On New Year’s Day, Seattle, Washington will become the first municipality to hit the vaunted $15 an hour goal, but only at large businesses with more than 501 employees that don’t offer medical benefits.

RT

The federal minimum wage last rose in 2009 to $7.25, and the fight for a $15 minimum wage was an issue on the campaign trail both locally and nationally. While Democratic presidential candidate Bernie Sanders was the only one from a major political party to voice full support for more than doubling the current federal pay floor, Republican Donald Trump said he could support a $10 minimum wage in July ‒ sort of. During a primary debate last November, he had said wages in the US were “too high.”

“Some of what Trump tapped into was people wanting to be paid more,” David Cooper, an analyst at the Economic Policy Institute, a left-leaning think tank, told the WSJ. “Voting for a minimum-wage increase is one of the ways to make that happen for a lot people.”

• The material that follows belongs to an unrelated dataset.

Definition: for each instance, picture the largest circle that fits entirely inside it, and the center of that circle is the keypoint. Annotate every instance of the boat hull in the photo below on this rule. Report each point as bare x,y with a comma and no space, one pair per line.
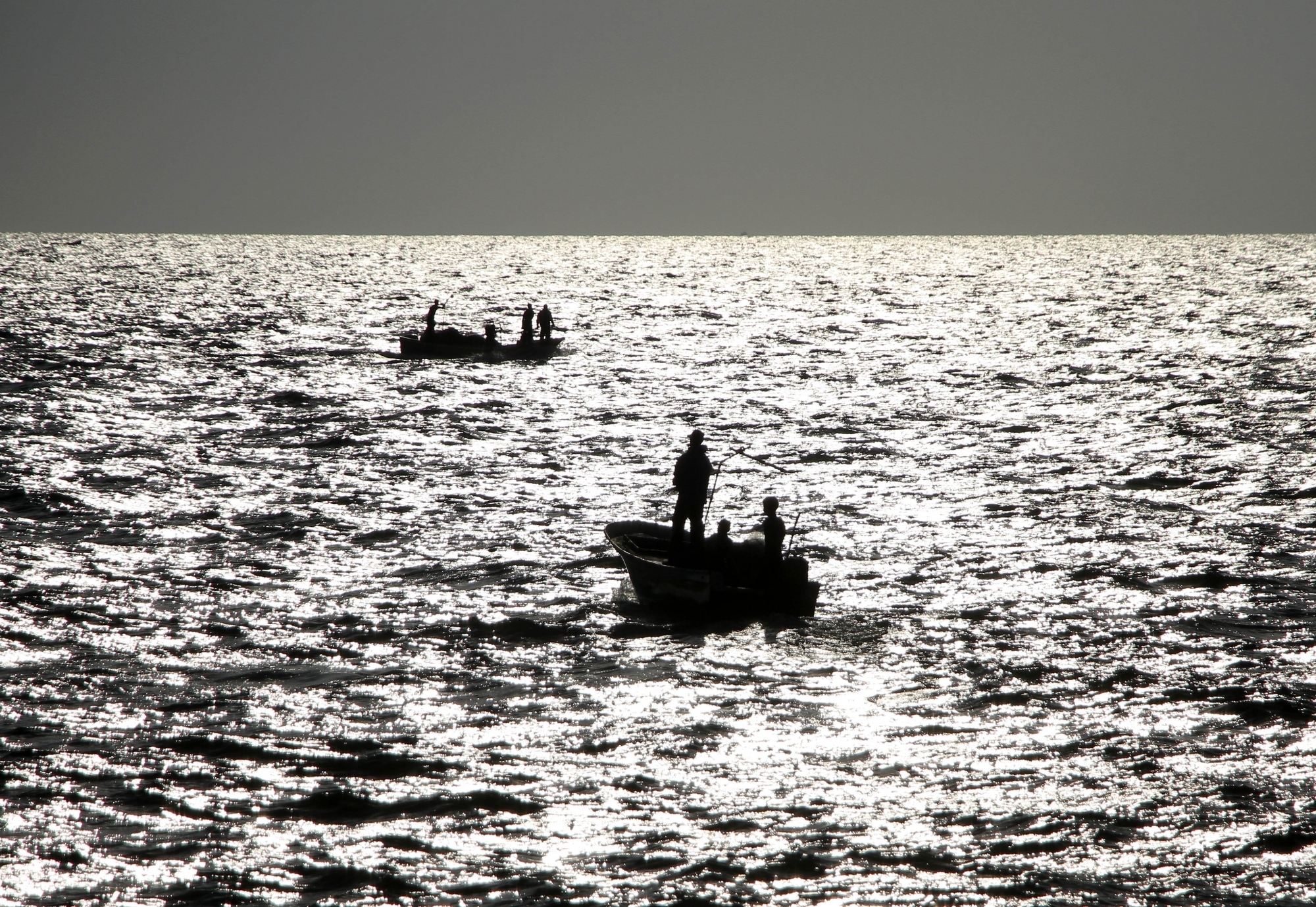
703,593
413,347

READ MORE: 'Trump should start by raising the US minimum wage' - Ralph Nader

Voters in Arizona, Colorado, Maine and Washington approved a rise in pay during the 2016 election campaign. The minimum wage increase is being challenged in court in Arizona, as well as in Arkansas, Michigan and Ohio, AP reported.

Trump will “open up jobs on the infrastructure side of things ‒ building bridges, walls, roads,” Thomas Grady, an operation manager at a fabrication shop who voted for both Trump and Arizona’s higher minimum wage, told the WSJ. “Entry-level fast-food workers will be able to step up into those better-paying jobs, and then you’d see others without work fill the void in the entry-level jobs.”

If Arizona’s increase isn’t overturned, the state will have the biggest jump in wages in the country, going from $8.05 to $10.00, or a 19.5 percent pay raise, and it will affect nearly 12 percent of working Arizonans. So far, the state Supreme Court has said it will not stop the law from going into effect, but must still decide whether to hear the case in February, according to the WSJ.

Wages are automatically rising in seven states (Alaska, Florida, Missouri, Montana, New Jersey, Ohio and South Dakota) based on indexing.